In this case, shouldn't decoded be the same as masterPwd?


Solution

  • I think you have a bit of a misunderstanding about what PBKDF2 does. It is not an encryption function where you can ever recover the plaintext data (let's put brute force aside as it is not an 'intended use'). Rather, it is a "slow" hashing mechanism, often described as "one way".

    PBKDF2 is a key derivation function, but is also used for storing passwords. Here's a typical flow for PBKDF2 when used for password storage.

    1. A user creates an account with a website with a password. The site generates a random salt, then applies PBKD2 to the password with the salt, and stores the result and the salt. The salt is stored in plain text.
    2. When the user needs to log in again, the site asks for the username and password.

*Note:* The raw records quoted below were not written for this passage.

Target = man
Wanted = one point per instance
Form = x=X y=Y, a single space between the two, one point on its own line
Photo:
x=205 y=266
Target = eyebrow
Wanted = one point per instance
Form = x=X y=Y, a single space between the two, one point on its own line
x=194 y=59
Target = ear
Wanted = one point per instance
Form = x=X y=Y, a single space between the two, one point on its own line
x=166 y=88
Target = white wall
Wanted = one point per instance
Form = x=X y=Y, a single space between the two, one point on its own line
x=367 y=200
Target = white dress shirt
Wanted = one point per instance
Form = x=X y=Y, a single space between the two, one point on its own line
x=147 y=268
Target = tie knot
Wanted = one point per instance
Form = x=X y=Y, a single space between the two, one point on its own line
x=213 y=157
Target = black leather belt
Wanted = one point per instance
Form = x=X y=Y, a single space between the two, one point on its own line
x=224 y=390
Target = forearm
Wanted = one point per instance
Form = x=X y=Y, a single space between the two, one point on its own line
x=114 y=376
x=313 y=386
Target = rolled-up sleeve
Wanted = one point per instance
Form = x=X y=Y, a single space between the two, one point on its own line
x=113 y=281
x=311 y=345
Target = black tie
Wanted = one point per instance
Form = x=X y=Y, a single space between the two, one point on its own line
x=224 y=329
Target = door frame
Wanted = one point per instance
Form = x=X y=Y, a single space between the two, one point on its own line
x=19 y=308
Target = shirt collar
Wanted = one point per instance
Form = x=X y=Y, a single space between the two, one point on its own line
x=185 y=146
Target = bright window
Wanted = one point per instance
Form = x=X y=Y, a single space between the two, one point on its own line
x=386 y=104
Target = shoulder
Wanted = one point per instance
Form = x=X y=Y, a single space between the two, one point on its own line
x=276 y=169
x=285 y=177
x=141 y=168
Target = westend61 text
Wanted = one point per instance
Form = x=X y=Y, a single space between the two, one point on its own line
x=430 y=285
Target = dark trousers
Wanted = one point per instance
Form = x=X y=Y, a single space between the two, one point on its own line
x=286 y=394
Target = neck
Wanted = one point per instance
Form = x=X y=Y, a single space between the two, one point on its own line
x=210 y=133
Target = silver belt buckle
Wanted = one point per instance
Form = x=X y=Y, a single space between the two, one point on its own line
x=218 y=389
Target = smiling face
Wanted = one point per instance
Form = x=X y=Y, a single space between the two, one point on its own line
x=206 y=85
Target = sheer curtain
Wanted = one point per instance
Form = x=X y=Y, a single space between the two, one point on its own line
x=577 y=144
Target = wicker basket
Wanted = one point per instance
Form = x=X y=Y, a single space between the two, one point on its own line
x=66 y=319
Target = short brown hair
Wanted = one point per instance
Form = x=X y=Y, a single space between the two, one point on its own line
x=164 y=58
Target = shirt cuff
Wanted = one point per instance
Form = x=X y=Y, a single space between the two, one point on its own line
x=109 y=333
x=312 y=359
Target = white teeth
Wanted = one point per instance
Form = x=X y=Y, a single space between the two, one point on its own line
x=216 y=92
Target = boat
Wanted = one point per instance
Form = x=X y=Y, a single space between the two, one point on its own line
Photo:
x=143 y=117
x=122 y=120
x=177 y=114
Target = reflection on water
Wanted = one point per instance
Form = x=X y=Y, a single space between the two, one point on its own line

It looks up the salt for that user, then it re-applied PBKDF2 to the password the user entered.
    3. It compares the stored hash with the hash of what the user entered. If the hashes are equal, the site knows they typed the password correctly.

    This approach means the site does not store the password in a way that it can possibly know. This allows the site to disavow knowledge of the password.

    If that is what you want to do, then that is how you should use it.

    If you do need a way to have a "two way" algorithm, then this goes from hashing to encryption. A symmetric algorithm would be used in this place, with all of the troublesome issues of key and IV management. You would most likely want to take a look at a high abstraction that is built on top of symmetric ciphers like libsodium.

    libsodium is a nice abstraction built on top of primitives that takes the guess work out of how to use them. If offers simple APIs such as "encrypt this thing with this password" and it correctly derives an encryption key from the password, performs some form of authentication on the encryption, and is regarded well by information security experts.